Exploring Margaric Acid Role in Alcohol-Associated Liver Diseases
University Of Tennessee Health Sci Ctr, Memphis TN
Investigators
Abstract
Alcohol-associated liver diseases (AALD) account for over 5% of global health problems, and alcohol abuse is a causal factor in more than 200 diseases. Endotoxemia and systemic inflammation are common conditions associated with morbidity and mortality in various AALD. Extensive clinical and experimental evidence indicates that disruption of intestinal epithelial tight junction and mucosal barrier dysfunction are prerequisite steps in alcoholic endotoxemia, systemic inflammation, and AALD. Therefore, the gut is a crucial target for developing therapeutics for AALD. A critical barrier in this field is that the mechanism underlying alcohol-induced TJ disruption is poorly defined. Our long-term goal is to describe the pathophysiology of AALD and develop novel therapeutic strategies by targeting gut barrier dysfunction.

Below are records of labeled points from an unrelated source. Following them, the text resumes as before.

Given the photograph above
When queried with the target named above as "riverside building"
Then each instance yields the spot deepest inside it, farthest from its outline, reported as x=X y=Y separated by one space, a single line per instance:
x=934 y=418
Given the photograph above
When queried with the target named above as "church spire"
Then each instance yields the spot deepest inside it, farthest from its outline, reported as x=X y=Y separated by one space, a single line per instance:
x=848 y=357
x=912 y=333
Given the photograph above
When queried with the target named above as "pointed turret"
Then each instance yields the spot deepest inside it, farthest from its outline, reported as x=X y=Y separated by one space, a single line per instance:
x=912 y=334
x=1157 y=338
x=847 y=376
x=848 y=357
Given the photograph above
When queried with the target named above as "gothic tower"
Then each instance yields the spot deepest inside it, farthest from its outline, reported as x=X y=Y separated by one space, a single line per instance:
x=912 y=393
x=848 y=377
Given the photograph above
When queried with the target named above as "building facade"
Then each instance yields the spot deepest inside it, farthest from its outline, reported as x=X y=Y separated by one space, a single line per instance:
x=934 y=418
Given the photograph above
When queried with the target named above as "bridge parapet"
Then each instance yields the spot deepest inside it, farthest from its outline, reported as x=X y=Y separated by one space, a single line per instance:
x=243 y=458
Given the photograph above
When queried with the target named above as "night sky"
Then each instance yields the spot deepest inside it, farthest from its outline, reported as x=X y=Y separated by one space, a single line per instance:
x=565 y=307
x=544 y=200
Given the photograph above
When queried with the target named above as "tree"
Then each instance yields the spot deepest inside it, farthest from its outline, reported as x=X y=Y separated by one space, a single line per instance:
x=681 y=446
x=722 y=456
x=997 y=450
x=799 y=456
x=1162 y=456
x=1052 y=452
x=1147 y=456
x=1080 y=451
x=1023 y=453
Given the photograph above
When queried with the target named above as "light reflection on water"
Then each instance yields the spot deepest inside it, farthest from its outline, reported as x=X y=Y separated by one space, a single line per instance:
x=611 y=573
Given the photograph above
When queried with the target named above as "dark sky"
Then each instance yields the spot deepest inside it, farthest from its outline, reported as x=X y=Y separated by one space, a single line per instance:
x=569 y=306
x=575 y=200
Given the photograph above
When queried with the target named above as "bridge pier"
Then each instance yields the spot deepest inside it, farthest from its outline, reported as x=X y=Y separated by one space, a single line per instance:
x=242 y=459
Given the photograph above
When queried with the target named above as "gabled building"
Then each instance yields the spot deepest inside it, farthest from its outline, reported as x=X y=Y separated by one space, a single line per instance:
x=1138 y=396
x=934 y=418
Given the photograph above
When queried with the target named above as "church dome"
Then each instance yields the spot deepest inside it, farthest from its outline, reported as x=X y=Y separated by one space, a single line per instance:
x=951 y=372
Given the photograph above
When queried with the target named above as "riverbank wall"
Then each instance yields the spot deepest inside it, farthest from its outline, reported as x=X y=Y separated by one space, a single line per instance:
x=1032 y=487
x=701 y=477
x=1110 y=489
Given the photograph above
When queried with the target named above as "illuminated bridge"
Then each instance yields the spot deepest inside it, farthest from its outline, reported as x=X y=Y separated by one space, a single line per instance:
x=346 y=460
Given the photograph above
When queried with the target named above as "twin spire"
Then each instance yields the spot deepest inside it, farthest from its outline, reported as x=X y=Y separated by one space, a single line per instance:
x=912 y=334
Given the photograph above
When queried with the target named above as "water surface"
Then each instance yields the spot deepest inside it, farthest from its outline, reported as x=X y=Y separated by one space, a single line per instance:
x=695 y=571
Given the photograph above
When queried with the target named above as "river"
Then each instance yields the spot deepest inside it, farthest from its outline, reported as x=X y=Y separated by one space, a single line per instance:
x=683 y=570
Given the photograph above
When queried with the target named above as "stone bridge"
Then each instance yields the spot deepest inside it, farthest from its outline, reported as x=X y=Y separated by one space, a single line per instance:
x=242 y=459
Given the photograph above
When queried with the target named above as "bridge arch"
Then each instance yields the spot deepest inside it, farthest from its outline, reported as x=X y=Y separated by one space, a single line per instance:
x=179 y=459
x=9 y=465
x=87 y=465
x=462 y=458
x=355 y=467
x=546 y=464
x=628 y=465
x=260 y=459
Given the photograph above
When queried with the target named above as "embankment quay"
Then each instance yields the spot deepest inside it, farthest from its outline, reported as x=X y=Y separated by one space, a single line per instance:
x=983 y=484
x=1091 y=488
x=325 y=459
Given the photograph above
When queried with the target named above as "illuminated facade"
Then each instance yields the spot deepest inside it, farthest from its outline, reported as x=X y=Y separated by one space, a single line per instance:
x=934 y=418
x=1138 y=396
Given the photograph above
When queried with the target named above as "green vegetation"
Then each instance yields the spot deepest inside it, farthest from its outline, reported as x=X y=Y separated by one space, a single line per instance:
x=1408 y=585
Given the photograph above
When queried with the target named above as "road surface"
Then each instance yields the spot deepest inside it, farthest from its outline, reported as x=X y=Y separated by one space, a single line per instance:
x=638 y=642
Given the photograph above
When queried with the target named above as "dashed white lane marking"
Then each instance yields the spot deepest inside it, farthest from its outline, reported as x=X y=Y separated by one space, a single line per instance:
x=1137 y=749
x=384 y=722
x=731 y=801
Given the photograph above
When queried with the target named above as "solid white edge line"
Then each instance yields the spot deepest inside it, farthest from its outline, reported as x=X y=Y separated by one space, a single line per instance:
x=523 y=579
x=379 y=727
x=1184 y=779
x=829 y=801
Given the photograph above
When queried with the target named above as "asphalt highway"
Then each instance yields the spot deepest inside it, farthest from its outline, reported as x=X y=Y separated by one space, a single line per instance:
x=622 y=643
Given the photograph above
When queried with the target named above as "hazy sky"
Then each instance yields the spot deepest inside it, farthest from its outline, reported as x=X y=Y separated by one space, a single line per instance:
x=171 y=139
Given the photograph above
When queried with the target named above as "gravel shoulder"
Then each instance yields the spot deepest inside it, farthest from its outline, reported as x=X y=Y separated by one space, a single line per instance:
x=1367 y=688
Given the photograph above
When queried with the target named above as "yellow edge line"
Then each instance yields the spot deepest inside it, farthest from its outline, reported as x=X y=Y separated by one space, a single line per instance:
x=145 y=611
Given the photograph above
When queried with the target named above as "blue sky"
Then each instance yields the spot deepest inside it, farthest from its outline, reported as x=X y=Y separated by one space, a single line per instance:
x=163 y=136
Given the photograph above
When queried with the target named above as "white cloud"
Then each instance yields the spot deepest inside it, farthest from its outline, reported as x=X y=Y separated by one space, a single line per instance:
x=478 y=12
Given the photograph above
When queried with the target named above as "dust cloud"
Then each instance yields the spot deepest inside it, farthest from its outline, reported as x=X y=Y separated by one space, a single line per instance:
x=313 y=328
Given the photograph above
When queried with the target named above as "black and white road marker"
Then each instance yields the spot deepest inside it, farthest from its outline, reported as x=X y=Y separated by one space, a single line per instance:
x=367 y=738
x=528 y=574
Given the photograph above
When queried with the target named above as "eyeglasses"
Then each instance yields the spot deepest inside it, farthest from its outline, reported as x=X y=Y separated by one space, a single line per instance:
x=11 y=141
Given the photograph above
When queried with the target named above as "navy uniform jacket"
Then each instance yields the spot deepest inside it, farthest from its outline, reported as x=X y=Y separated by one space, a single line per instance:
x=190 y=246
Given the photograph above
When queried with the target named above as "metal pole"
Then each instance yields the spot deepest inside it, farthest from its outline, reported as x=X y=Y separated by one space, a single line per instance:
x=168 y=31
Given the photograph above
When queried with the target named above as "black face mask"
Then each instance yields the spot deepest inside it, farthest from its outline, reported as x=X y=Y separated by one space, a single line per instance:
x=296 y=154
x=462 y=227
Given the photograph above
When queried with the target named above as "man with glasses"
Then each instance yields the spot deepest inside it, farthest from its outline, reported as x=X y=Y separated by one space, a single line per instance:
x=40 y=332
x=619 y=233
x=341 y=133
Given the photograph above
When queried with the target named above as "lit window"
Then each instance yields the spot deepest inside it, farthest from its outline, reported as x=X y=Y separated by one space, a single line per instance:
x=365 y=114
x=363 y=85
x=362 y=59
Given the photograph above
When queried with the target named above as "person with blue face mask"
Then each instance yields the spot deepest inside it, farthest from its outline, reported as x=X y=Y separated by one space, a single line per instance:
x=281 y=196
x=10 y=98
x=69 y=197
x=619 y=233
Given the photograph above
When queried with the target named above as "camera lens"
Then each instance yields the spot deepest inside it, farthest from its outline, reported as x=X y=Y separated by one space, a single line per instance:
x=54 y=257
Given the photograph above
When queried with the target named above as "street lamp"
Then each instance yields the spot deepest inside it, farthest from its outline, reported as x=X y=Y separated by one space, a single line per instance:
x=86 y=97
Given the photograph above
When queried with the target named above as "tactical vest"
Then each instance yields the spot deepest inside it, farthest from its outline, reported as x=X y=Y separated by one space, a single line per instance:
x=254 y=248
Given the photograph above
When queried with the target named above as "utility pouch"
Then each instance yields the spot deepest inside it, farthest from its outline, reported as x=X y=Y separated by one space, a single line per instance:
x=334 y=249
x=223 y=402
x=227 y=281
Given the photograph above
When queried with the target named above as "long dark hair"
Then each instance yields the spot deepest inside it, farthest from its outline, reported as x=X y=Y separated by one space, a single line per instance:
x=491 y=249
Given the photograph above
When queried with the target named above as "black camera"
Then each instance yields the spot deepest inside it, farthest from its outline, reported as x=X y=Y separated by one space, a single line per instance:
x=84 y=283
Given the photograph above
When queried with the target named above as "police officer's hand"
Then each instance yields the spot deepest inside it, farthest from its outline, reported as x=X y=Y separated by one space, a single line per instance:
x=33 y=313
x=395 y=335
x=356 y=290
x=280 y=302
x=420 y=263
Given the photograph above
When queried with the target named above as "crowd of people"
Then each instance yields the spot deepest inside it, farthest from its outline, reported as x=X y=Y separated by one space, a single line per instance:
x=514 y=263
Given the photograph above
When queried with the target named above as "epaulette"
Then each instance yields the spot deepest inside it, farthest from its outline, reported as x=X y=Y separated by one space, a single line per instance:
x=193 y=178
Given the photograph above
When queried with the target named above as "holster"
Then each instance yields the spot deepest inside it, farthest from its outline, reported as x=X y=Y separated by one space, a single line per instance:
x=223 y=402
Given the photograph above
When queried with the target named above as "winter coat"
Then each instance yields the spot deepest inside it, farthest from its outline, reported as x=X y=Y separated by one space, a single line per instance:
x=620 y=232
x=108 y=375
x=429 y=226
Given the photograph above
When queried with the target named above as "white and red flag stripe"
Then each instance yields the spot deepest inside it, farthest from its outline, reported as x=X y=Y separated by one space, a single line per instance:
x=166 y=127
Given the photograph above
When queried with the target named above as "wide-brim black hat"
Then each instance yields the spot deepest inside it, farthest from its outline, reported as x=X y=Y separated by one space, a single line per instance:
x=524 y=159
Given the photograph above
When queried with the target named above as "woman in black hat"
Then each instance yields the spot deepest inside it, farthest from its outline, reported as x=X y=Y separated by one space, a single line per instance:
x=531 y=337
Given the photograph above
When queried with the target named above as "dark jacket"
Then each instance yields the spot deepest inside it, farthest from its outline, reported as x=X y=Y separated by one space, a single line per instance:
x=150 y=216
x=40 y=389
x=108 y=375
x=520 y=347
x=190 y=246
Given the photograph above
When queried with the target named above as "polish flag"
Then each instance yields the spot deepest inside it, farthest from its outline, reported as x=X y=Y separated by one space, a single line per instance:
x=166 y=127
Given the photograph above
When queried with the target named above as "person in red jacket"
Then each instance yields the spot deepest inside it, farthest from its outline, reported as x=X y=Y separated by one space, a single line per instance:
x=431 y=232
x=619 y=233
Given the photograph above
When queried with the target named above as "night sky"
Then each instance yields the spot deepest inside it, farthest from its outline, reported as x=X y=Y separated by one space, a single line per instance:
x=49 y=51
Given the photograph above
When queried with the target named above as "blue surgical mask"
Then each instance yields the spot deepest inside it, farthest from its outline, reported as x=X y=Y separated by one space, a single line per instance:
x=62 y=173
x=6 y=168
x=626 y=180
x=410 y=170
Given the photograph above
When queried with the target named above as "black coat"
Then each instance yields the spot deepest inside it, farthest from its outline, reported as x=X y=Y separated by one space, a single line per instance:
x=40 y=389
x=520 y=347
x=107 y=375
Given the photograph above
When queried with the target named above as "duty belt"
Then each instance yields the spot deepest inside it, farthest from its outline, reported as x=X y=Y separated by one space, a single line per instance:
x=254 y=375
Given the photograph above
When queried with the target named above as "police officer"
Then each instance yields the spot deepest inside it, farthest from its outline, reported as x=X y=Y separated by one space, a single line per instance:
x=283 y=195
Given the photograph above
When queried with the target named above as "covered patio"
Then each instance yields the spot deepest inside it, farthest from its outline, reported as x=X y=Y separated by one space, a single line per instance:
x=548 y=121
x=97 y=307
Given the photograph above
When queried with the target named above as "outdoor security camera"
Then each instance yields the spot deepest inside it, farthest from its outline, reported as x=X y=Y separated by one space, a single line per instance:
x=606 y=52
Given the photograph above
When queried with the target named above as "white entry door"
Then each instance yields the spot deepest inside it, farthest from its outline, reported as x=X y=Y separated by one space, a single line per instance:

Our preliminary studies show that: 1) margaric acid levels in the plasma from patients with severe alcoholic hepatitis were significantly low compared to healthy subjects. 2) The plasma level of heptadecenoic acid (C17:1), the unsaturation metabolite of margaric acid, was increased in patients with severe alcoholic hepatitis. 3) Pretreatment of Caco-2 cell monolayers (an established model of the intestinal epithelium) with margaric acid-reduced ethanol (EtOH) and acetaldehyde (MeCHO)- induced TJ disruption and epithelial barrier dysfunction. 4) Margaric acid elevated Caco-2 cell rigidity (analyzed by atomic force microscopy) and attenuated EtOH and MeCHO-induced reduction of cell rigidity. These findings form the scientific premise and support the central hypothesis that margaric acid supplementation attenuates alcohol-induced gut and liver injury. We will test this hypothesis by determining that 1) Margaric acid dose- dependently attenuates alcohol-induced remodeling of the actin cytoskeleton in the intestinal epithelium, 2) Margaric acid prevents alcohol-induced disruption of TJ and AJ in the intestinal epithelium, 3) Margaric acid supplementation of the diet attenuates alcohol-induced gut and liver injury in a dose-dependent manner, and 4) Margaric acid (C17:0) to heptadecenoic acid (C17:1) ratio drives alcohol-induced gut and liver injury. The expected outcome of these studies will help establish the therapeutic potential of margaric acid in treating alcohol-associated diseases.